Un restaurateur liégeois se suicide à cause du coronavirus

Ph. Facebook

Gérard Miller, un restaurateur liégeois qui a tenu de nombreux établissements de la ville, s’est donné la mort, a appris SudPresse ce mercredi matin. Son frère explique que les difficultés liées au coronavirus ainsi que des problèmes personnels ont poussé ce dernier à commettre l’irréparable. 

C’est avec beaucoup de tristesse que l’on a appris ce mercredi matin le décès inopiné de Gérard Miller, qui s’est donné la mort. Son frère Philippe explique à nos collègues de SudPresse ce qui l’a poussé à bout: « Il avait bien sûr des ennuis personnels, comme tout le monde. Mais le fait de ne pas pouvoir exercer pleinement son métier, qui était aussi sa passion, rentre aussi pour une grande part dans sa décision. »

Son frère, également restaurateur au « Labo 4 », à Liège, a annoncé qu’il avait « tiré sa dernière révérence ». L’homme de 52 ans était cliniquement mort depuis deux plusieurs jours et ses proches ont décidé de le laisser s’en aller. Le restaurateur avait survécu au premier confinement, mais la perspective d’une seconde vague lui a été fatale.

Alors tu es parti rejoindre tous les fous de cuisinier qui était un peu comme toi je ne verrai plus ta tronche toi qui…

Posted by Marc Carnevale on Tuesday, August 4, 2020

« Love is all »

Marc Carnevale, également restaurateur et grand ami de Gérard, a indiqué sur Facebook: « Tu es parti rejoindre tous les fous de cuisine qui étaient un peu comme toi. Je ne verrai plus ta tronche, toi qui passait souvent me voir. Tu vas me manquer mon ami, tu avais plein de projets, on venait d’en parler. Je pense à ta fille, à la courageuse Mel, à ton frère Philippe et à tous les tiens. L’horeca vient de perdre un de ses dinosaures. Je t’aime mon ami, repose en paix. »

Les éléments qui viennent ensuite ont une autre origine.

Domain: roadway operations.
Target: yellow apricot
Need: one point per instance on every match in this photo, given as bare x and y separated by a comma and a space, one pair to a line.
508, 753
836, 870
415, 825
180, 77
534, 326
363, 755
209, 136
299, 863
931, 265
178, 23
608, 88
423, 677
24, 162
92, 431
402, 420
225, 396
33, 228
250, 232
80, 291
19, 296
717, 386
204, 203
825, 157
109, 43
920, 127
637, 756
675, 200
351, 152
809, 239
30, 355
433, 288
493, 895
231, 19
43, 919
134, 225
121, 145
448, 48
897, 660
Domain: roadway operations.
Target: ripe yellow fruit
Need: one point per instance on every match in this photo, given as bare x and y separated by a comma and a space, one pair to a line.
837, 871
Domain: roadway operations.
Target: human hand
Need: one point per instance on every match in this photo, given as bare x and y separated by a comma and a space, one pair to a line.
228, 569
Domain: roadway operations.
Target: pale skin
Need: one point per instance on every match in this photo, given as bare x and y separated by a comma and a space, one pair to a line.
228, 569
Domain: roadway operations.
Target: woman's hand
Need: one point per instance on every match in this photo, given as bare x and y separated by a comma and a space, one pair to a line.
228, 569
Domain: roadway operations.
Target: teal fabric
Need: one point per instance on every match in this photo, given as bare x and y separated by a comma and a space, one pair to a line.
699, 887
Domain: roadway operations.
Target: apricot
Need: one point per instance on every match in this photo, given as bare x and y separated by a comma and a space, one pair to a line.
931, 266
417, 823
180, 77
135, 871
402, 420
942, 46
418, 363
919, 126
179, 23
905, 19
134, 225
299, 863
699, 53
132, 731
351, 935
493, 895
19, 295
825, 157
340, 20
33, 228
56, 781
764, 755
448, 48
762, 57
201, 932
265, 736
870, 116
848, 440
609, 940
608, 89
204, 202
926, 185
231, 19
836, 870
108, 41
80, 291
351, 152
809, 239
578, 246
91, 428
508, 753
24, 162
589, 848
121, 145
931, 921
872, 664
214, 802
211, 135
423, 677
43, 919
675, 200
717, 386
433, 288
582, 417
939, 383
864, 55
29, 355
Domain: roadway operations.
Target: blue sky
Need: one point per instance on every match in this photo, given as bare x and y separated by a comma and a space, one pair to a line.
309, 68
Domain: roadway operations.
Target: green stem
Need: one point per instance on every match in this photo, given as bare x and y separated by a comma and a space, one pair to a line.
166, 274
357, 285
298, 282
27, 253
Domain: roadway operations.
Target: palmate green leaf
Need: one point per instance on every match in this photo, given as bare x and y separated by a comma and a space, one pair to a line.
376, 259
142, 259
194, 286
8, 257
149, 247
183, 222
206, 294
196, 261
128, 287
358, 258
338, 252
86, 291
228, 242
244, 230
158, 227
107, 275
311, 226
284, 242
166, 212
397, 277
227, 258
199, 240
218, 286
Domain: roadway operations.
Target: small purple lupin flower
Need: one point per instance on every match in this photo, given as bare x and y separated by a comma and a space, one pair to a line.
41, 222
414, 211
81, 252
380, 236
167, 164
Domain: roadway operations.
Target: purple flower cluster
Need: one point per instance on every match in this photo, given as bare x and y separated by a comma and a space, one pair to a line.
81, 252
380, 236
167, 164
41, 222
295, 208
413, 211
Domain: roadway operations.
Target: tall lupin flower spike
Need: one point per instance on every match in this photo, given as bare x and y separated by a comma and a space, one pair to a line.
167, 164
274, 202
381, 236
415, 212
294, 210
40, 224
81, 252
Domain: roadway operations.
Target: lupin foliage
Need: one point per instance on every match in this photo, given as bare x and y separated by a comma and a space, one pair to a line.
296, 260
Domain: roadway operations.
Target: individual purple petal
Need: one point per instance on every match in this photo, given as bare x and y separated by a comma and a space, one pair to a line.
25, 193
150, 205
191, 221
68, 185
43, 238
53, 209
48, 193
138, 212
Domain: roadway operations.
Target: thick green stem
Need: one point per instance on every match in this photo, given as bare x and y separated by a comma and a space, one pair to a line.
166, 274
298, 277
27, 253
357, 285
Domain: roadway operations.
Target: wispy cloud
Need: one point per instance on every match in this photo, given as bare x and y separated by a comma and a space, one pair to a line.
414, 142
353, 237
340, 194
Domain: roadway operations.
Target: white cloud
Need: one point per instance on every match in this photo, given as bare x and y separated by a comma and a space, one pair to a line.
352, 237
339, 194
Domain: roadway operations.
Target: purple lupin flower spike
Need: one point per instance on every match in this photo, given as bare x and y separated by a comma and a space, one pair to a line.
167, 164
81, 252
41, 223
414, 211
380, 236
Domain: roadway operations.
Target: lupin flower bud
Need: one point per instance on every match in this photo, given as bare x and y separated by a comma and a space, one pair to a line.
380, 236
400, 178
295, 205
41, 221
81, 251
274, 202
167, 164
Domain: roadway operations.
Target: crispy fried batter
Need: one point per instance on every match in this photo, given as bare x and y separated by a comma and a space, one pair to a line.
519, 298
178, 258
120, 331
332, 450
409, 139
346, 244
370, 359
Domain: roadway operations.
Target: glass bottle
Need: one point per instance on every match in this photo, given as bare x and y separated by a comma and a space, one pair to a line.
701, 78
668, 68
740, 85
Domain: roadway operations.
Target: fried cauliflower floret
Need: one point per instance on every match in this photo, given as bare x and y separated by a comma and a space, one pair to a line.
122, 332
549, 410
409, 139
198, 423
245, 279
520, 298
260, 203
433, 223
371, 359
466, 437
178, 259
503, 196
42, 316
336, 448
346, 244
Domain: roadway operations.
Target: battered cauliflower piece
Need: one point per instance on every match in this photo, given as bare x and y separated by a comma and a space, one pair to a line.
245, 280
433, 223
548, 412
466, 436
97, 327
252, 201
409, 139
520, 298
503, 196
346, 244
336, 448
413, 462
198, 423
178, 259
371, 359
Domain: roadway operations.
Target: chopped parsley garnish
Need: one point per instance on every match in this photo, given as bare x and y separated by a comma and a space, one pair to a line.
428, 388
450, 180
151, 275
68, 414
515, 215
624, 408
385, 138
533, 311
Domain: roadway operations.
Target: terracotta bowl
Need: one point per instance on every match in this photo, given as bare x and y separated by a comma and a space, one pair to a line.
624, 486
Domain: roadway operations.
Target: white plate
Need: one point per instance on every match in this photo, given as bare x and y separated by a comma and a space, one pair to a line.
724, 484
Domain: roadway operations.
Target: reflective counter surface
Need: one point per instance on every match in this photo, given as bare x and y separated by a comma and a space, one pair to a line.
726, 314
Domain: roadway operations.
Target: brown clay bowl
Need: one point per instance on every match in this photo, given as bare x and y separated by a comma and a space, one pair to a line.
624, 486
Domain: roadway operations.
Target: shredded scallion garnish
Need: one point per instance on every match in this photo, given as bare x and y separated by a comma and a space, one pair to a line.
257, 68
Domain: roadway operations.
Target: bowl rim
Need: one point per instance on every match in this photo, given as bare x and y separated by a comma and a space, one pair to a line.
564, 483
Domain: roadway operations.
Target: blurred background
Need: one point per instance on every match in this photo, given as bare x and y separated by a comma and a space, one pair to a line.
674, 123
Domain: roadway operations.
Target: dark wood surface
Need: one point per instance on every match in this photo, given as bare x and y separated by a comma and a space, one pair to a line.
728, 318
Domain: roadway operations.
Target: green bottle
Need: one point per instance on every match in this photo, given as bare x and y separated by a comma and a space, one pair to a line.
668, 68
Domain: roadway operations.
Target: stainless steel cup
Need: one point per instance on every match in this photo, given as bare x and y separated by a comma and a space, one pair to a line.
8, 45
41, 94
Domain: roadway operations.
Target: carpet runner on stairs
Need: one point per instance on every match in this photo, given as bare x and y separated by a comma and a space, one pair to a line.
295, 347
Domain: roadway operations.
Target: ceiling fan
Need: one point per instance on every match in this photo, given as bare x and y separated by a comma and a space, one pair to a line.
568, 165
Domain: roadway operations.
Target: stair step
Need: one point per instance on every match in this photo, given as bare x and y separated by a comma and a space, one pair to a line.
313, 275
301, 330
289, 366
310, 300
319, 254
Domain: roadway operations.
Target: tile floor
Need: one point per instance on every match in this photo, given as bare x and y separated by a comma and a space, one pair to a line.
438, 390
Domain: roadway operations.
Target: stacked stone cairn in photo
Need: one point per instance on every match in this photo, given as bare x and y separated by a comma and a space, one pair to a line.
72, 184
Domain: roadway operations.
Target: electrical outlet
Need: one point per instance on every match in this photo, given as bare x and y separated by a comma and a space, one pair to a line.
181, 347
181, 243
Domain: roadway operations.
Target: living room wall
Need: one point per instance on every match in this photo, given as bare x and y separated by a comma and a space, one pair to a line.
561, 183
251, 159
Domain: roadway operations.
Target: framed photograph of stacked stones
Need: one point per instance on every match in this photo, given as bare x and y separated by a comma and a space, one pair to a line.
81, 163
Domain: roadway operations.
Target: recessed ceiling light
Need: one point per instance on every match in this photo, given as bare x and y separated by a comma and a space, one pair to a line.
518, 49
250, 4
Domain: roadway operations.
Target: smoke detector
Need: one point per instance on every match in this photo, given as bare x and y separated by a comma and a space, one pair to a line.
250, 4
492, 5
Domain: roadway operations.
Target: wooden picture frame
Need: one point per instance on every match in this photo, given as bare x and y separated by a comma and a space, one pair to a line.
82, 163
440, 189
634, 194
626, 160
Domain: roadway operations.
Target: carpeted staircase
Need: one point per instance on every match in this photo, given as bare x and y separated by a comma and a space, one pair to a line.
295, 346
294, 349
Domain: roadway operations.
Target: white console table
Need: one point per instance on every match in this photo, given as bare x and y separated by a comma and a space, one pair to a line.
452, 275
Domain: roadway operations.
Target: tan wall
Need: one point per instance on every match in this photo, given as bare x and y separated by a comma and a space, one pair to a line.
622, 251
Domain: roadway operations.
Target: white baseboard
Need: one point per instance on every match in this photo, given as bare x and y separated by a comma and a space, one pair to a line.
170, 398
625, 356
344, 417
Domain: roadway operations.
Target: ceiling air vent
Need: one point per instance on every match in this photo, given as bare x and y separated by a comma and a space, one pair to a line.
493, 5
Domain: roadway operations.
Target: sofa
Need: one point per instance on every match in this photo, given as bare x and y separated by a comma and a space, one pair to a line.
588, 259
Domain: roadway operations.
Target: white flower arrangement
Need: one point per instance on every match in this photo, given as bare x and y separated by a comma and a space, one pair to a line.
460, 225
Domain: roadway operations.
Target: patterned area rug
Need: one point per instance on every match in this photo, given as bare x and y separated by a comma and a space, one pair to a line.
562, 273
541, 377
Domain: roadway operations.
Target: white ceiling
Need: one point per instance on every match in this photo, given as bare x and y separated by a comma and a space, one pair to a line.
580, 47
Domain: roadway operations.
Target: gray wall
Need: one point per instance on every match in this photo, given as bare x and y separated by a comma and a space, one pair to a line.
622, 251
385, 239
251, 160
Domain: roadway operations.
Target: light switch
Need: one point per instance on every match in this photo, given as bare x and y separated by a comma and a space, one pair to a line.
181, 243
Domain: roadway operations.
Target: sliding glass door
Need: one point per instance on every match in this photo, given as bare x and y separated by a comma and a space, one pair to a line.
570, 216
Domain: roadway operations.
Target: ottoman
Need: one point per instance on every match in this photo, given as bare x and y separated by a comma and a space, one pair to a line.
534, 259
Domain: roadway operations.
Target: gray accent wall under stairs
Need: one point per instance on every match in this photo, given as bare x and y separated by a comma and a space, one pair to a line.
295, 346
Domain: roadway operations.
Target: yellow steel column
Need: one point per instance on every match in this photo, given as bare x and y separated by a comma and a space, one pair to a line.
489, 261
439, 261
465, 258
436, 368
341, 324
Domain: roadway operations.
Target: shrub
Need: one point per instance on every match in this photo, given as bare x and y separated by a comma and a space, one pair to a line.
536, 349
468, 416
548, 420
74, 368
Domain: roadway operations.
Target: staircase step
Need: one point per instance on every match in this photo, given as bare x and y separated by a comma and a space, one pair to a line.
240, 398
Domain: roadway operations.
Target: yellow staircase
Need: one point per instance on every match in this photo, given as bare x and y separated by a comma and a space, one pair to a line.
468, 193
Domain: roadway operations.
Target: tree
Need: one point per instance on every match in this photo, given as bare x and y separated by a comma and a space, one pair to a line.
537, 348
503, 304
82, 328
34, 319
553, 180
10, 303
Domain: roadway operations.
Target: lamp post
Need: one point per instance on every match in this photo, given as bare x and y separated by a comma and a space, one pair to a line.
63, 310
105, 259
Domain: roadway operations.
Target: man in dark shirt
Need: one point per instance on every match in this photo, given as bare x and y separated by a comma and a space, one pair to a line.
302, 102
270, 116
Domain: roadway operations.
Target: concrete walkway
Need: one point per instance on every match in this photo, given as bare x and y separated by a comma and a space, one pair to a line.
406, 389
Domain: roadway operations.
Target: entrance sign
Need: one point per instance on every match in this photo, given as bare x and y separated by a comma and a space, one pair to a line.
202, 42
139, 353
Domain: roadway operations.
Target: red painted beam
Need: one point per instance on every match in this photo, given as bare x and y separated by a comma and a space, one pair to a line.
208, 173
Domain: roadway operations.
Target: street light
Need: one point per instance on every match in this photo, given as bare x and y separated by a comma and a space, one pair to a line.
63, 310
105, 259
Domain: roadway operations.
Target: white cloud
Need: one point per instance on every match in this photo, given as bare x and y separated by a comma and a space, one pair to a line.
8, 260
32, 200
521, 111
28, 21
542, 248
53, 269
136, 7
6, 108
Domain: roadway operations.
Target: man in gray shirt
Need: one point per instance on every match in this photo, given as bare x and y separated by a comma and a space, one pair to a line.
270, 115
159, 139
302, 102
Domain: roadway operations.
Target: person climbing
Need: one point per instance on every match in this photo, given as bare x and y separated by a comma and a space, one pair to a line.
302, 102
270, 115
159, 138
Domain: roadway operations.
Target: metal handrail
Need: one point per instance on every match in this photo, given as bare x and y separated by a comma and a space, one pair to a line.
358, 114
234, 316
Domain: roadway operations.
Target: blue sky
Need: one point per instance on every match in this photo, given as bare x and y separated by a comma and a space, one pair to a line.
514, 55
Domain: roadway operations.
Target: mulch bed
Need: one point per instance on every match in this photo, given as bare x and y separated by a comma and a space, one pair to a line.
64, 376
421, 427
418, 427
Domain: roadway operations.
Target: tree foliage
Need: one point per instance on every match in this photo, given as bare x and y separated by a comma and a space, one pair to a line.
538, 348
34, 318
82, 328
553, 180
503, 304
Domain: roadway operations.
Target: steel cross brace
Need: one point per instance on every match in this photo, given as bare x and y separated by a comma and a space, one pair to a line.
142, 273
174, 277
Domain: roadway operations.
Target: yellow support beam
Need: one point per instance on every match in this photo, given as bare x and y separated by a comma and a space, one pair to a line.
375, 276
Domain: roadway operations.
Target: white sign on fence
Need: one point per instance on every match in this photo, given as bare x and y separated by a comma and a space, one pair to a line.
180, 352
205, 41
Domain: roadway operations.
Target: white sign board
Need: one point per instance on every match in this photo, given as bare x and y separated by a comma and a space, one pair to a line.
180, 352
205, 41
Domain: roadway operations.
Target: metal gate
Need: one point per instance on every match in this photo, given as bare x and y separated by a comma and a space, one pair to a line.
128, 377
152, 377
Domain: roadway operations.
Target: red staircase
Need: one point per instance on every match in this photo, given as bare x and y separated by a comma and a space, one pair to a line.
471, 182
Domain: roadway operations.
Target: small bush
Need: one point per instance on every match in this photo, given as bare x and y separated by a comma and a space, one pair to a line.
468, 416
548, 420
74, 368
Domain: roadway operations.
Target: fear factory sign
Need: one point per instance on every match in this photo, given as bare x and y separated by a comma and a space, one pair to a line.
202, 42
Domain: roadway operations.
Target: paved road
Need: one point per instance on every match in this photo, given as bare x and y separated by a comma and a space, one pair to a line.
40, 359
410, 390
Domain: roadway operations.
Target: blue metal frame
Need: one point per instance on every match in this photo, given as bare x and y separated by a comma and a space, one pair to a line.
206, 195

Durant le confinement, Gérard Miller avait continué à partager ses recettes sur Facebook, afin de « garder la main », indiquait-il. Il finissait chacune de ses publications avec un message d’amour, « Love is all ». Il laisse derrière lui trois enfants et une épouse. « Si son suicide peut déclencher une prise de conscience chez nos décideurs de l’énorme difficulté dans laquelle se trouvent les restaurateurs, il ne sera alors pas mort pour rien », conclut son frère.